Bir çalışma ve görüş alışverişi davetine önyargısız şekilde ve Meclis Başkanı’nın da iyi niyetine güvenerek katılmış durumdayız. Anayasa kuşkusuz önemlidir. Bir ülkenin en üst iç hukuk normudur; uygulanması da çok önemli bir konudur. Yazılı esasların fiilen uygulanmasıdır. Şu anki iktidarın uygulamayla ilgili ciddi sorunları var. Mevcut Anayasa hükümlerine, AYM kararlarına uymama, saygı duymama eğilimi var. Dolayısıyla şu soru işareti olduğu gibi ortada duruyor: İktidar anayasayı bağlayıcı bir hukuk normu olarak görüyor mu görmüyor mu? Eğer görüyorsa bunu fiiliyatta ortaya koyması gerekir. Yok, görmüyorsa da anayasa üzerinde konuşmanın pek bir fayda getirmeyeceğini söylememiz gerekir.

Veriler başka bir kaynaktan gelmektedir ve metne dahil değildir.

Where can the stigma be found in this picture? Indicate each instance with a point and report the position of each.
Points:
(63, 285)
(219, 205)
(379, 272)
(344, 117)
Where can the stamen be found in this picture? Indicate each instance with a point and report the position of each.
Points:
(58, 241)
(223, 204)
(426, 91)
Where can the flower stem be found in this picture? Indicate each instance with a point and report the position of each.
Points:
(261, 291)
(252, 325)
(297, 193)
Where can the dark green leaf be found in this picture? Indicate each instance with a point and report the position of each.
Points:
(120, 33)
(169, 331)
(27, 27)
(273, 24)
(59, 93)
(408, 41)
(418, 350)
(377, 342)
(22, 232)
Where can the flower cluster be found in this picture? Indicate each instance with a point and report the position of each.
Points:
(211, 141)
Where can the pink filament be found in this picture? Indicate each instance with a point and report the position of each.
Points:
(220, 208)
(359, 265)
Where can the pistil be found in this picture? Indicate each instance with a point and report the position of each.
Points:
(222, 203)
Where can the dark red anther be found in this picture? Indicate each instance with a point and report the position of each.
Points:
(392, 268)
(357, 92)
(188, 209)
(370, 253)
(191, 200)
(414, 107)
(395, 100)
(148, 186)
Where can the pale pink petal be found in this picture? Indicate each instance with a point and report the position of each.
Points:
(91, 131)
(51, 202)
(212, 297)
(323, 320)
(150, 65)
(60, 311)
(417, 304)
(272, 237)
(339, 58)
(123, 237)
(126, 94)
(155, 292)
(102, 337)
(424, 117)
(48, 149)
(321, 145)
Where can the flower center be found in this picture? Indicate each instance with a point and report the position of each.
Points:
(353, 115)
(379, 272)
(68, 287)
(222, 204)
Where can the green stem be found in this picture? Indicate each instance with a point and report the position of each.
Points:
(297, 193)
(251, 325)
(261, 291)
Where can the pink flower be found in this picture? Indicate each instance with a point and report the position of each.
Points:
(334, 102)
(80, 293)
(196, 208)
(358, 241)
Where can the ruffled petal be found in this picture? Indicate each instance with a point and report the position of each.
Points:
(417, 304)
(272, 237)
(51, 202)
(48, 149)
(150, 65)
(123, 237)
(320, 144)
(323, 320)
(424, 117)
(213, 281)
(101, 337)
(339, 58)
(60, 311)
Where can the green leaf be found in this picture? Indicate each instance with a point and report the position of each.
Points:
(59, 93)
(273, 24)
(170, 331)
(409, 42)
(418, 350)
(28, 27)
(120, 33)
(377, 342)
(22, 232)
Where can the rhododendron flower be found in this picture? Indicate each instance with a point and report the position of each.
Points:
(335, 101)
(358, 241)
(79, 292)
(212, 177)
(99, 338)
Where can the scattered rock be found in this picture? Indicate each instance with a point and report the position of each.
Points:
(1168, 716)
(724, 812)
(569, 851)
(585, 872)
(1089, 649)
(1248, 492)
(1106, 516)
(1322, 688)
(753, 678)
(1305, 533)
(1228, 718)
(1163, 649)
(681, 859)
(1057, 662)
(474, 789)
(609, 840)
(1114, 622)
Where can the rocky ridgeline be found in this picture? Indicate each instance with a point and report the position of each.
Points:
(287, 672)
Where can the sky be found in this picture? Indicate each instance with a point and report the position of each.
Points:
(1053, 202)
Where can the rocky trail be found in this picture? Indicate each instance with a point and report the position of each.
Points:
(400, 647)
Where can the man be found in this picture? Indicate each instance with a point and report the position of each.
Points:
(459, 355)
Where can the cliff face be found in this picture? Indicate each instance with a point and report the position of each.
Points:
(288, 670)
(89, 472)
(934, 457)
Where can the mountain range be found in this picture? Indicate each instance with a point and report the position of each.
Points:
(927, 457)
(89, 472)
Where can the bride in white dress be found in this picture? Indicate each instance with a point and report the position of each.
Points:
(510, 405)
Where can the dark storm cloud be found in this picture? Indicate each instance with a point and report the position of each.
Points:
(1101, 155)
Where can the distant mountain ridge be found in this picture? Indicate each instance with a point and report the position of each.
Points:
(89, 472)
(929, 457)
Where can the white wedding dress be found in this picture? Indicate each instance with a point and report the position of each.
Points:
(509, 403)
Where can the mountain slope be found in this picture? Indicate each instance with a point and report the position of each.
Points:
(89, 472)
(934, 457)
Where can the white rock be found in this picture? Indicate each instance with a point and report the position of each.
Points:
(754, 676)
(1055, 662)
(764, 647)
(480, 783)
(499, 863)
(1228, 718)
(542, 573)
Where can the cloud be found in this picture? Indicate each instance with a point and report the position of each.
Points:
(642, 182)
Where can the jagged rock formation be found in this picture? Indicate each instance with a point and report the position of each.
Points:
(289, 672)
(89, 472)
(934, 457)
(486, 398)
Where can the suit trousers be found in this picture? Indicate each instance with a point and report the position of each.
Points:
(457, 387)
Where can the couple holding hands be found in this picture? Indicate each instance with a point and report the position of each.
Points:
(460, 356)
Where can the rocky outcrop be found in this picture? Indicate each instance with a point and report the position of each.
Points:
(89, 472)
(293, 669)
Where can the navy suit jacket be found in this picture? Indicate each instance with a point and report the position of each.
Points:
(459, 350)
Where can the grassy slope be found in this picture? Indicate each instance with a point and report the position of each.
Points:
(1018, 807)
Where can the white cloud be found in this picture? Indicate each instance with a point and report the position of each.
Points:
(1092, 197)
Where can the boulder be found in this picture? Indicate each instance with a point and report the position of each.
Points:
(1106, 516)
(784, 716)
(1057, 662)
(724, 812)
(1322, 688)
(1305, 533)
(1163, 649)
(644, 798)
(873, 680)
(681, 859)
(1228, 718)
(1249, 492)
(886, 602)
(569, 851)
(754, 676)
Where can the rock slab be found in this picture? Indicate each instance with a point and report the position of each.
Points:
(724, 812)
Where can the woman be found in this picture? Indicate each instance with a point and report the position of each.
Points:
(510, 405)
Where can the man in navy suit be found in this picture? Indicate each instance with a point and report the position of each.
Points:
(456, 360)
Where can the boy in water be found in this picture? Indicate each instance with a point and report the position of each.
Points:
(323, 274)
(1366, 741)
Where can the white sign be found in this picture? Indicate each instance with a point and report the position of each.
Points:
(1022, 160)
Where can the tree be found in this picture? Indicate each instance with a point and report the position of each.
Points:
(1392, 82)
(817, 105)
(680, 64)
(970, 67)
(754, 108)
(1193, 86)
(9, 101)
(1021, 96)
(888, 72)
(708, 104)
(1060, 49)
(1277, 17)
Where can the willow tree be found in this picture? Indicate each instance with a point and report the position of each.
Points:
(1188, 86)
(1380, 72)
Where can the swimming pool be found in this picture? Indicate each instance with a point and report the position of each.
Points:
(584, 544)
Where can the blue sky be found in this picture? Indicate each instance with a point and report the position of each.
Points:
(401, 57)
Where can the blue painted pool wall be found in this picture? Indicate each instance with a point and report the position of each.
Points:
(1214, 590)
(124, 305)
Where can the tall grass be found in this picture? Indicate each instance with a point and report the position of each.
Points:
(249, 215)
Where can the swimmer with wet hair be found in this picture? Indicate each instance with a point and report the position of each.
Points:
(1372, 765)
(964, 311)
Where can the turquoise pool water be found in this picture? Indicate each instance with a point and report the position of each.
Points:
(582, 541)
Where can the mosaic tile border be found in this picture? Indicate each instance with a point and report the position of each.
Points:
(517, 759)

Hepsinden önemlisi bu anayasa, diğer bütün olumsuz gündemi bastırmak için ülkemizdeki en yakıcı sorunlar konuşulmasın, gündemin alt sıralarına itilsin diye bir vesile olarak kullanılmaz. Umarız ki asıl niyet ülkenin gerçek gündemini Anayasa ile örtmek gibi, ‘Gerçek yakıcı sorunları konuşmayalım ve Anayasa konusuyla ülkeyi meşgul edelim’ gibi bir niyet inşallah yoktur diye ümit ediyoruz. Böyle bir niyet varsa çalışmaların içinde olmanın da çok bir anlamı olmaz.”